The resolution argues that state-based insurance regulation has successfully adapted to technological change over decades. It also pushes back against two federal actions: a proposed 10-year moratorium on state AI authority and a recently signed executive order that aims to preempt state AI legislation.
What Insurers Are Using AI For
Insurers have deployed AI across their operations-sales, marketing, underwriting, rating, claims handling, fraud detection, and customer service. The resolution acknowledges this creates both efficiency gains and risks around transparency, data governance, and consumer protection.
State legislators want the ability to develop safeguards that reflect their constituents' concerns about these unknowns, the resolution states.
A Model Act Paused
New York Assemblyman Erik Dilan, who sponsored the resolution, introduced a separate model act requiring human involvement in insurance decisions, particularly claims and denials. But the committee paused work on that model after discussions revealed a lack of consensus among members.
Dilan said the requirement was too new for the insurance process and caused hesitation. He wants to see how state legislatures address AI before pushing forward with a model act.

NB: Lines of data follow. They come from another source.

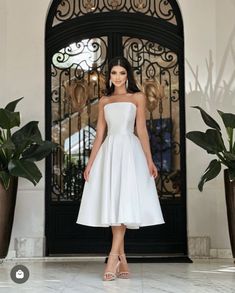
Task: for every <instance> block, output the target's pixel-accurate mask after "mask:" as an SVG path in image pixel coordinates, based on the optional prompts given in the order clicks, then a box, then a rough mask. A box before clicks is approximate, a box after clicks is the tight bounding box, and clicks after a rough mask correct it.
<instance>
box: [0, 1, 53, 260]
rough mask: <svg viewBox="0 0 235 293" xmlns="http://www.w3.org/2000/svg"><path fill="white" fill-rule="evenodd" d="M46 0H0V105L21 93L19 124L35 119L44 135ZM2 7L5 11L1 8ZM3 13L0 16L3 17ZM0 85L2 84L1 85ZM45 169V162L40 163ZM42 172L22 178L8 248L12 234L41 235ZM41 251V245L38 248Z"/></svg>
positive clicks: (17, 107)
mask: <svg viewBox="0 0 235 293" xmlns="http://www.w3.org/2000/svg"><path fill="white" fill-rule="evenodd" d="M49 3H50V1H49V0H40V1H35V0H34V1H32V0H22V1H13V0H10V1H9V0H1V2H0V7H1V14H0V16H1V17H0V19H1V23H2V22H4V24H3V26H1V29H0V32H1V35H3V36H4V38H5V42H4V47H5V48H6V50H4V47H3V56H2V48H1V53H0V56H1V57H2V60H3V64H4V66H3V67H2V66H1V67H0V77H1V85H3V90H2V91H1V106H2V105H5V104H7V102H8V101H9V100H13V99H15V98H17V97H21V96H24V99H23V100H22V101H21V102H20V103H19V104H18V106H17V109H19V111H21V118H22V125H24V124H25V123H27V122H28V121H30V120H37V121H40V122H39V128H40V130H41V132H42V135H43V136H44V127H45V110H44V99H45V93H44V92H45V90H44V88H45V85H44V80H45V78H44V62H45V61H44V59H45V58H44V30H45V20H46V14H47V10H48V6H49ZM2 7H3V9H4V10H5V12H4V11H3V10H2ZM2 17H3V18H2ZM1 88H2V86H1ZM38 165H39V167H40V170H41V171H42V173H44V162H43V161H42V162H40V163H39V164H38ZM44 179H45V177H44V175H43V178H42V179H41V181H40V183H39V184H38V185H37V186H36V187H34V186H33V185H32V184H31V182H28V181H27V180H24V179H21V180H20V181H19V192H18V195H17V202H16V210H15V219H14V225H13V231H12V238H11V244H10V250H13V249H14V238H15V237H25V238H31V237H38V238H42V237H43V236H44V224H45V223H44V222H45V208H44ZM39 250H40V251H41V255H42V254H43V249H42V248H41V249H39Z"/></svg>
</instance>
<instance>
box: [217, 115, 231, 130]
mask: <svg viewBox="0 0 235 293" xmlns="http://www.w3.org/2000/svg"><path fill="white" fill-rule="evenodd" d="M217 112H218V113H219V114H220V116H221V118H222V120H223V122H224V126H225V127H226V128H233V129H234V128H235V114H232V113H224V112H222V111H220V110H217Z"/></svg>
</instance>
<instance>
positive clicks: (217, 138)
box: [186, 129, 226, 154]
mask: <svg viewBox="0 0 235 293" xmlns="http://www.w3.org/2000/svg"><path fill="white" fill-rule="evenodd" d="M186 137H187V138H188V139H190V140H191V141H192V142H194V143H195V144H197V145H198V146H200V147H201V148H203V149H205V150H206V151H207V152H208V153H210V154H216V153H219V152H222V151H223V150H225V151H226V149H225V146H224V142H223V139H222V136H221V133H220V132H219V131H218V130H216V129H207V131H206V132H205V133H204V132H201V131H190V132H188V133H187V134H186Z"/></svg>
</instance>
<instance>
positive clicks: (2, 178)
mask: <svg viewBox="0 0 235 293" xmlns="http://www.w3.org/2000/svg"><path fill="white" fill-rule="evenodd" d="M10 179H11V176H10V174H9V173H7V172H5V171H0V181H1V182H2V184H3V186H4V188H5V190H7V189H8V188H9V185H10Z"/></svg>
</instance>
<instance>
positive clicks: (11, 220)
mask: <svg viewBox="0 0 235 293" xmlns="http://www.w3.org/2000/svg"><path fill="white" fill-rule="evenodd" d="M17 187H18V177H12V178H11V181H10V187H9V189H8V190H5V189H4V188H3V185H2V183H1V182H0V258H5V257H6V256H7V253H8V248H9V244H10V239H11V231H12V224H13V220H14V213H15V203H16V193H17Z"/></svg>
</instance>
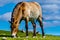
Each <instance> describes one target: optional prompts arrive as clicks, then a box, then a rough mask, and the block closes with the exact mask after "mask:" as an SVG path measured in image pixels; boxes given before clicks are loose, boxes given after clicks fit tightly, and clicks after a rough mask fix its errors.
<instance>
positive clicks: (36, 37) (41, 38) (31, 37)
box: [0, 30, 60, 40]
mask: <svg viewBox="0 0 60 40" xmlns="http://www.w3.org/2000/svg"><path fill="white" fill-rule="evenodd" d="M25 34H26V33H22V32H21V31H19V32H18V34H17V35H18V38H11V37H10V36H11V34H10V32H9V31H2V30H1V31H0V40H60V36H53V35H46V38H42V35H41V34H37V36H36V38H33V37H32V35H33V33H32V32H29V38H26V37H25ZM3 37H6V38H7V39H3Z"/></svg>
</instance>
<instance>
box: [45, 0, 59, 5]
mask: <svg viewBox="0 0 60 40" xmlns="http://www.w3.org/2000/svg"><path fill="white" fill-rule="evenodd" d="M44 2H45V3H56V4H57V3H60V0H44Z"/></svg>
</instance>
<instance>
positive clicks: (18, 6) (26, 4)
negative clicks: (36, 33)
mask: <svg viewBox="0 0 60 40" xmlns="http://www.w3.org/2000/svg"><path fill="white" fill-rule="evenodd" d="M19 10H22V15H23V16H24V17H29V18H34V19H36V18H37V17H38V16H39V15H40V14H42V13H41V12H42V11H41V6H40V5H39V3H37V2H21V3H19V4H17V5H16V7H15V9H14V12H13V14H14V16H16V15H18V14H19V15H20V14H21V13H18V11H19Z"/></svg>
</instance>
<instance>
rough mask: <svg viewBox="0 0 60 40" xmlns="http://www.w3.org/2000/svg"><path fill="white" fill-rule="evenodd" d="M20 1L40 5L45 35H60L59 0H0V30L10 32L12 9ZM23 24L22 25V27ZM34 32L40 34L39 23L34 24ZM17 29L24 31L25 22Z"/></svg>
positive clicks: (28, 23) (59, 11)
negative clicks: (41, 12)
mask: <svg viewBox="0 0 60 40" xmlns="http://www.w3.org/2000/svg"><path fill="white" fill-rule="evenodd" d="M21 1H36V2H38V3H40V4H41V6H42V12H43V18H44V20H43V24H44V31H45V34H52V35H60V0H39V1H37V0H5V1H3V0H0V30H7V31H8V30H10V23H9V22H8V20H10V18H11V13H12V11H13V8H14V7H15V5H16V4H17V3H18V2H21ZM23 24H24V25H23ZM28 25H29V30H30V31H32V30H33V27H32V24H31V23H30V22H29V23H28ZM36 25H37V28H36V30H37V31H39V32H40V33H41V28H40V27H39V23H38V22H36ZM19 29H20V30H22V29H24V30H25V22H24V21H22V22H21V24H20V26H19Z"/></svg>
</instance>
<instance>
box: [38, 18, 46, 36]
mask: <svg viewBox="0 0 60 40" xmlns="http://www.w3.org/2000/svg"><path fill="white" fill-rule="evenodd" d="M38 22H39V24H40V27H41V30H42V37H45V36H44V29H43V22H42V18H41V17H38Z"/></svg>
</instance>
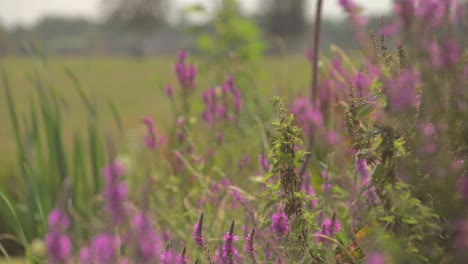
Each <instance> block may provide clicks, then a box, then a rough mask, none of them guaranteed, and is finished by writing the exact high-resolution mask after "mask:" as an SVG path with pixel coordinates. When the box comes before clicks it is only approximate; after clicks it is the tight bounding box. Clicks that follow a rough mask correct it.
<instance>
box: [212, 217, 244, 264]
mask: <svg viewBox="0 0 468 264" xmlns="http://www.w3.org/2000/svg"><path fill="white" fill-rule="evenodd" d="M234 224H235V223H234V220H232V223H231V227H230V228H229V231H228V232H227V233H226V234H225V235H224V238H223V241H224V243H223V246H222V247H220V249H219V250H218V256H217V259H218V261H219V263H222V264H233V263H237V259H238V254H239V253H238V251H237V248H236V246H235V245H234V243H235V242H236V241H237V240H239V238H238V237H237V235H235V234H234Z"/></svg>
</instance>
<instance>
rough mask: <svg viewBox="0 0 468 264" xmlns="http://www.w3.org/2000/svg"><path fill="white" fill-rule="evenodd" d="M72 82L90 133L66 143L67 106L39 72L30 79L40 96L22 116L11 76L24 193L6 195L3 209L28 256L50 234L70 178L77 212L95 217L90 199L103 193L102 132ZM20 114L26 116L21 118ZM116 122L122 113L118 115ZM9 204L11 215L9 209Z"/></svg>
mask: <svg viewBox="0 0 468 264" xmlns="http://www.w3.org/2000/svg"><path fill="white" fill-rule="evenodd" d="M67 75H68V76H69V78H70V79H71V80H72V81H73V83H74V86H75V88H76V91H77V92H78V93H79V95H80V96H81V99H82V101H83V103H84V105H85V109H86V112H87V113H88V121H89V122H88V126H87V131H86V130H85V131H76V132H75V133H74V136H73V140H72V141H73V143H72V144H68V143H66V141H65V138H64V134H65V132H64V127H65V126H66V123H67V120H66V118H67V117H66V107H67V105H66V104H67V102H66V101H65V100H64V99H63V98H61V97H60V96H59V95H58V94H57V93H56V92H55V91H54V90H53V89H52V87H50V86H49V85H48V84H47V83H46V82H45V81H43V79H42V78H41V77H40V74H39V72H38V71H36V72H34V74H33V75H32V76H30V81H31V83H32V85H33V86H34V87H35V88H36V91H37V94H36V97H35V98H34V99H31V100H30V104H29V105H30V108H29V109H28V110H29V111H28V112H27V113H19V112H18V111H17V106H15V103H14V95H13V93H12V89H11V87H10V82H9V80H8V77H7V76H6V74H5V73H4V74H3V88H4V91H5V98H6V99H7V107H8V110H9V115H10V120H11V125H12V128H13V132H14V135H15V143H16V146H17V155H18V158H17V161H18V167H19V171H20V172H21V175H22V176H23V178H22V183H23V184H24V188H18V189H17V190H16V191H14V192H11V191H9V190H7V189H3V188H2V190H1V192H8V193H11V195H9V196H6V194H3V193H2V198H3V199H2V202H1V203H0V204H1V208H2V212H7V213H5V214H2V217H5V220H6V221H7V225H8V226H9V227H10V228H14V229H16V232H15V233H16V234H17V235H19V236H20V237H19V240H20V241H21V243H22V245H23V246H24V247H25V248H26V250H27V252H28V254H29V243H31V242H32V240H33V239H35V238H42V237H44V235H45V234H46V231H47V230H46V229H47V215H48V213H49V212H50V211H51V209H52V208H54V207H55V206H56V202H57V201H58V200H59V196H60V195H61V192H62V187H63V183H64V181H65V179H66V178H68V177H69V178H71V180H72V182H73V189H72V190H71V193H70V194H67V195H70V196H71V198H72V199H71V201H72V202H71V204H70V206H71V207H72V208H73V210H75V211H76V212H79V213H82V214H86V215H93V212H92V210H90V203H89V201H90V198H91V197H94V196H95V195H98V194H99V193H100V192H101V181H102V180H101V175H100V174H101V173H100V168H101V167H102V166H103V162H104V159H103V158H104V157H103V152H102V143H101V141H102V139H101V136H100V134H101V132H100V128H99V126H98V119H97V111H96V105H95V104H94V103H93V102H92V101H91V100H90V99H89V98H88V97H87V96H86V95H85V93H84V92H83V90H82V89H81V87H80V86H79V82H78V79H77V78H76V77H75V76H74V75H73V73H72V72H71V71H67ZM20 114H21V115H20ZM114 114H115V115H116V118H117V117H118V113H117V112H115V113H114ZM5 204H6V205H8V207H7V208H8V210H7V209H5V207H4V205H5Z"/></svg>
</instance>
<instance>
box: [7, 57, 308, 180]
mask: <svg viewBox="0 0 468 264" xmlns="http://www.w3.org/2000/svg"><path fill="white" fill-rule="evenodd" d="M174 61H175V56H174V57H172V56H165V57H155V58H146V59H133V58H127V57H66V58H63V57H59V58H47V60H46V63H45V64H43V63H41V61H40V60H39V59H37V58H18V57H16V58H15V57H13V58H6V59H2V60H0V70H3V71H5V72H6V74H7V76H8V78H9V79H10V83H11V88H12V91H13V93H14V96H15V103H16V106H17V108H18V111H19V113H18V114H19V116H21V115H23V114H26V113H28V110H29V106H30V100H31V99H32V98H33V97H34V96H35V93H34V89H35V87H34V85H32V83H31V82H30V81H29V80H28V76H31V74H33V73H34V72H38V73H39V75H40V76H41V78H43V79H44V80H46V82H47V84H49V85H50V87H52V89H54V90H55V91H56V92H57V93H58V94H59V95H61V96H63V98H64V101H66V102H67V116H66V128H67V131H66V134H67V135H69V137H66V138H65V140H66V141H68V140H70V141H71V138H72V134H73V131H80V129H81V131H82V129H83V127H82V126H83V125H84V120H85V119H84V117H85V108H84V107H83V104H82V102H81V101H80V100H79V97H78V96H77V93H76V91H75V89H74V88H73V83H72V81H71V80H70V79H69V78H68V77H67V75H66V74H65V69H69V70H71V71H72V72H73V73H74V74H75V75H76V76H77V77H78V79H79V81H80V83H81V86H82V87H83V89H84V91H85V92H86V93H87V94H88V95H90V96H91V97H92V98H95V99H96V100H97V102H98V104H99V110H100V113H99V114H100V118H101V122H100V123H101V124H102V125H103V126H105V127H106V128H109V129H114V128H115V126H112V125H113V124H114V122H113V117H112V114H111V111H110V110H109V106H108V103H109V102H113V103H114V104H115V106H116V107H117V109H118V110H119V112H120V115H121V119H122V124H123V126H124V128H125V129H126V130H135V131H138V129H140V128H141V125H140V120H141V117H143V116H146V115H151V116H153V117H154V118H155V121H156V122H157V124H158V125H159V126H160V127H164V126H166V125H167V122H169V120H171V119H170V118H169V117H170V116H171V114H172V113H171V111H170V109H171V108H170V103H169V100H167V98H166V95H165V93H164V86H165V85H166V84H167V83H171V84H174V85H176V79H175V77H174V74H173V72H172V67H173V64H174ZM189 61H192V62H193V63H195V64H196V65H197V67H198V68H199V71H200V72H201V73H200V76H204V79H197V83H198V91H200V90H202V89H205V88H207V87H209V86H212V85H215V84H216V78H215V76H216V74H218V75H219V74H224V72H225V70H224V69H219V68H217V69H213V68H206V67H204V66H203V65H206V63H207V62H206V61H202V60H201V59H196V58H195V59H192V58H189ZM246 67H247V69H248V67H251V69H254V70H255V76H252V79H253V81H254V82H255V83H254V84H253V85H252V86H253V87H240V88H241V89H243V90H247V89H261V91H262V94H265V96H271V95H273V94H279V93H281V94H283V95H284V96H286V97H288V95H292V94H293V93H295V92H294V91H298V90H302V91H304V93H305V92H306V87H308V82H309V71H310V66H309V65H308V63H307V61H306V60H305V59H303V58H302V57H300V56H290V57H270V58H266V59H264V60H263V61H261V62H259V63H256V64H255V65H248V66H246V65H242V69H246ZM231 69H232V68H231ZM247 71H248V70H247ZM207 72H208V74H207ZM215 72H216V73H215ZM226 74H227V70H226ZM207 76H208V77H207ZM223 78H224V77H223ZM1 86H2V89H1V93H0V94H1V96H0V98H1V100H0V123H1V124H2V128H1V129H0V165H1V166H0V168H1V169H0V183H3V182H4V181H5V180H6V179H11V178H10V177H13V178H14V176H15V171H16V167H17V165H16V164H15V157H16V154H15V145H14V141H13V133H12V131H11V127H10V123H9V121H10V120H9V117H8V111H7V106H6V100H5V93H4V87H3V84H2V85H1Z"/></svg>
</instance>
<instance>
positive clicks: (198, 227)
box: [193, 213, 205, 248]
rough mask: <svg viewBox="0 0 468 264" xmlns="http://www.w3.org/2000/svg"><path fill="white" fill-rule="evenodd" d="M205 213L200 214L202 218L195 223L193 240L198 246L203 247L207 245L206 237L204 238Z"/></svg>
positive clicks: (193, 226)
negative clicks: (206, 241) (204, 221)
mask: <svg viewBox="0 0 468 264" xmlns="http://www.w3.org/2000/svg"><path fill="white" fill-rule="evenodd" d="M202 232H203V213H202V214H201V215H200V219H199V220H198V222H196V223H195V224H194V225H193V240H194V241H195V244H197V246H199V247H201V248H203V246H204V245H205V239H204V238H203V233H202Z"/></svg>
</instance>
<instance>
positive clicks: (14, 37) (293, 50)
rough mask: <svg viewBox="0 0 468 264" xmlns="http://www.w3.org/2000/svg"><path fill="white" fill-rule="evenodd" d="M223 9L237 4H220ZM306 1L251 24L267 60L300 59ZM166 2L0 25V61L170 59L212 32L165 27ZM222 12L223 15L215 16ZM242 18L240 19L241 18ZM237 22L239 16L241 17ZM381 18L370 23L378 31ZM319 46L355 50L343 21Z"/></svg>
mask: <svg viewBox="0 0 468 264" xmlns="http://www.w3.org/2000/svg"><path fill="white" fill-rule="evenodd" d="M218 2H220V3H221V5H220V7H219V8H220V9H222V8H223V3H228V2H237V1H236V0H219V1H218ZM305 2H306V1H305V0H290V1H284V0H265V1H263V2H262V3H263V6H262V8H261V11H260V12H258V13H257V14H256V15H255V16H251V17H248V18H247V17H240V20H242V19H250V20H251V21H253V22H254V23H255V24H256V25H258V28H259V29H260V32H261V36H262V37H261V38H262V40H264V43H265V45H266V47H267V49H266V51H267V52H268V53H270V54H272V53H278V52H286V53H302V52H304V49H305V46H306V45H307V41H305V40H307V39H310V36H311V31H312V28H313V26H312V25H310V24H308V23H307V20H306V18H305V14H304V10H305ZM169 3H170V1H168V0H101V9H102V10H101V11H102V20H101V22H95V21H91V20H87V19H85V18H80V17H65V16H63V17H61V16H46V17H43V18H42V19H41V20H39V21H38V22H37V23H36V24H35V25H33V26H30V27H22V26H16V27H11V28H6V27H5V26H2V25H0V56H1V55H6V54H30V53H31V51H33V50H34V49H36V48H37V47H40V48H41V49H42V50H43V51H45V52H46V53H47V54H50V55H63V54H65V55H85V54H128V55H134V56H142V55H157V54H168V53H173V52H175V51H177V50H178V49H180V48H186V49H195V47H196V46H197V35H198V34H199V33H200V31H202V32H205V33H206V32H207V33H210V32H214V31H215V30H216V27H215V26H214V22H213V21H215V20H216V19H218V20H219V16H218V17H216V16H215V17H214V18H213V20H210V21H207V22H205V23H202V24H199V25H197V26H196V28H197V31H196V32H197V33H196V34H191V33H193V32H194V31H193V30H192V29H193V28H194V25H192V24H190V23H188V22H187V20H182V22H180V23H178V24H174V23H168V22H167V21H168V18H169V17H168V14H169V13H170V12H169ZM218 12H222V10H218ZM239 14H240V13H239ZM239 16H243V15H242V14H240V15H239ZM379 21H380V17H375V18H373V19H371V20H370V23H369V25H370V28H371V29H377V28H378V25H379ZM322 32H323V39H322V41H323V44H322V45H321V46H322V48H327V47H328V46H329V44H332V43H333V44H337V45H339V46H341V47H343V48H351V49H352V48H355V47H357V45H356V43H354V42H353V41H350V40H351V39H353V37H352V31H351V30H350V28H349V26H348V23H347V22H346V21H345V20H344V18H343V20H336V19H335V20H332V19H328V20H327V19H326V20H325V21H324V22H323V24H322Z"/></svg>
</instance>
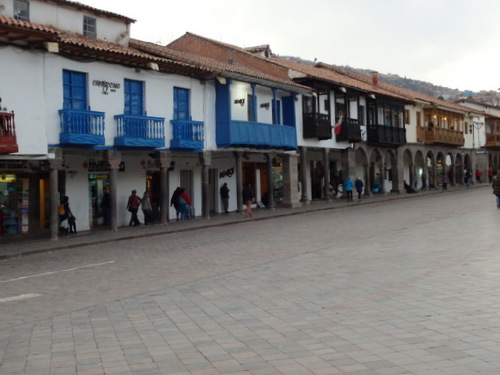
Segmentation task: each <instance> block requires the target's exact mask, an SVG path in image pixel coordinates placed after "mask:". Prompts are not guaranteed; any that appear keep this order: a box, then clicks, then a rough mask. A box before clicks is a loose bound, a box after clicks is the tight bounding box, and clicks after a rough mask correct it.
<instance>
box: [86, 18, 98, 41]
mask: <svg viewBox="0 0 500 375" xmlns="http://www.w3.org/2000/svg"><path fill="white" fill-rule="evenodd" d="M83 35H84V36H86V37H87V38H90V39H97V20H96V19H95V17H90V16H83Z"/></svg>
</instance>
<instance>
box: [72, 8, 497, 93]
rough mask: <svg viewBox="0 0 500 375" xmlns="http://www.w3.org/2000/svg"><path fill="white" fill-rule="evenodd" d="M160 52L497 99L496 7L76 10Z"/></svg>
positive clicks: (206, 8) (119, 9) (196, 8)
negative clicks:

"I still want to discuss AI at NCOIL and hope that it will be a topic of major conversation on meeting agendas," Dilan said.
What the Resolution Would Ask States to Do
- Protect consumers while allowing innovation to proceed
- Regulate insurer AI use in ways that promote transparency, accountability, data integrity, and fair discrimination
- Coordinate efforts across states to promote consistency while letting each state address local market conditions
The committee will vote on the resolution in April. Assemblyman Jared Gondalfo, who chairs the Financial Services and Multi-Lines Issues Committee, supports the direction. "It's incumbent that our organization continues to discuss AI and try to learn as much as we can," he said, noting how quickly the sector is changing.
Utah Rep. Jim Dunnigan also backed the approach. A bill in his state to promote state-level AI regulation failed to advance this year. "I think the states are the laboratories, and we need to figure out what's best for our state," he said.